I have a function $G(Q) : \mathbb{R}^n \rightarrow \mathbb{R}$ that is known to be convex. I also know that $Q^*$ is a minimum of $G(D)$. If I apply Taylor's theorem to $G(Q)$ at $Q^*$, I get:
$$ G(Q) = G(Q^*) + \nabla G(Q^*) (Q - Q^*) + \frac{1}{2} (Q - Q^*)^T \nabla^2 G(\hat{Q}) (Q - Q^*) $$
for some $\hat{Q}$ in the neighbourhood of $Q^*$. Since $Q^*$ is a minimum then the gradient is zero, leaving
$$ G(Q) - G(Q^*) = \frac{1}{2} (Q - Q^*)^T \nabla^2 G(\hat{Q}) (Q - Q^*) $$
I want to show that the right-hand side is strictly greater than zero. To do that, I need the Hessian $\nabla^2 G(\hat{Q})$ to be positive definite. But I only know from the convexity of $G(Q)$ that the Hessian is positive semi-definite. My intuition tells me that if $\hat{Q}$ is a non-stationary point (i.e., $G(Q)$ is strictly convex) then the Hessian at $\hat{Q}$ is positive definite. But I don't know how to show this or if it's even correct. My questions is then, is $\nabla^2 G(\hat{Q})$ positive definite if $G(Q)$ is convex and $\hat{Q}$ is in the neighbourhood of $Q^*$? What if $G(Q)$ is strictly convex instead?
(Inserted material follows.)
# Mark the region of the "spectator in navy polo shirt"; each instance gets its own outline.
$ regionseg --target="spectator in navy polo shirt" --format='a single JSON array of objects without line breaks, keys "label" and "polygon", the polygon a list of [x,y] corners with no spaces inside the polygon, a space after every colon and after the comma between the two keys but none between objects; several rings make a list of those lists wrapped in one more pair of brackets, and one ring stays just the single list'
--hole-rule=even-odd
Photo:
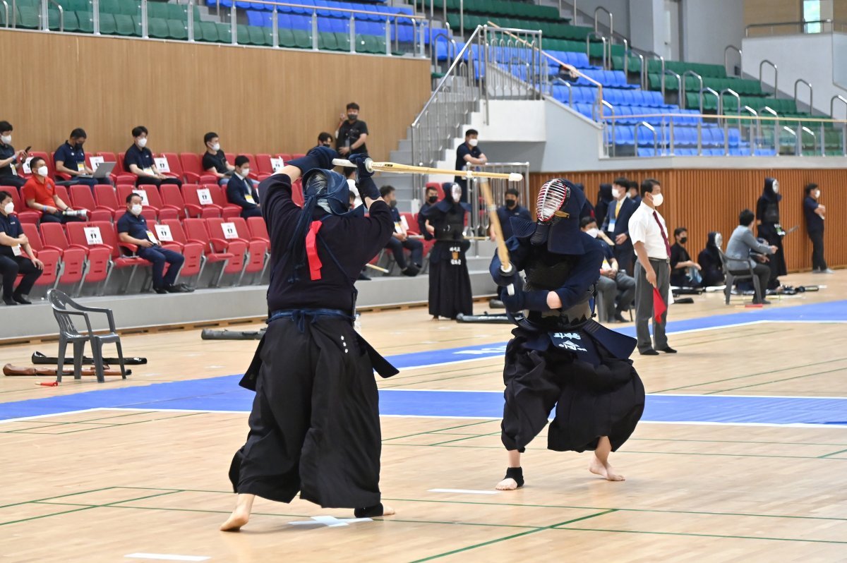
[{"label": "spectator in navy polo shirt", "polygon": [[[456,169],[463,170],[466,166],[484,164],[488,157],[477,146],[479,133],[475,129],[465,132],[465,141],[456,147]],[[462,186],[462,202],[468,203],[468,180],[464,176],[456,176],[457,184]]]},{"label": "spectator in navy polo shirt", "polygon": [[[182,262],[185,261],[179,252],[162,248],[153,232],[147,227],[147,219],[141,215],[141,196],[130,194],[126,196],[128,213],[118,220],[118,236],[121,242],[138,246],[136,254],[153,265],[153,291],[156,293],[187,293],[194,290],[185,284],[174,285]],[[169,264],[164,272],[165,263]]]},{"label": "spectator in navy polo shirt", "polygon": [[24,187],[25,178],[20,177],[20,167],[26,160],[26,151],[15,152],[12,146],[12,124],[0,121],[0,185]]},{"label": "spectator in navy polo shirt", "polygon": [[75,129],[68,141],[56,149],[53,163],[56,164],[57,174],[67,174],[75,184],[84,184],[93,190],[97,184],[110,182],[108,178],[91,178],[94,170],[86,163],[86,152],[82,148],[87,138],[84,129]]},{"label": "spectator in navy polo shirt", "polygon": [[241,208],[241,217],[262,217],[259,208],[259,194],[250,174],[250,161],[243,155],[235,157],[235,169],[226,185],[226,199]]},{"label": "spectator in navy polo shirt", "polygon": [[124,155],[124,169],[138,176],[136,185],[152,184],[156,187],[163,184],[176,184],[181,186],[182,182],[177,178],[169,178],[156,168],[153,162],[153,153],[147,148],[147,128],[139,125],[132,130],[135,142],[126,149]]},{"label": "spectator in navy polo shirt", "polygon": [[[14,204],[7,191],[0,191],[0,276],[3,276],[3,301],[6,305],[30,305],[26,298],[36,280],[42,275],[44,264],[36,257],[30,240],[24,235],[20,221],[13,215]],[[14,282],[18,274],[24,278]]]}]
This is not true. A counterexample in the convex case is $f(x) = 0$. And in the strictly convex case you can take $f(x) = x^{42}$ on $\mathbb{R}$.
Edit: Take $g(x) = x \, (1-\cos(1/x))$. Then, $g$ is continuous and, thus, there exists a function $G : \mathbb{R}\to\mathbb{R}$ with $G(0) = G'(0) = 0$ and $G''(x) = g(x)$. Then, $G$ is strictly convex, $0$ is the global minimizer, but $G''(1/(2\,\pi\,n)) = 0$ for all $n \in \mathbb{N}$.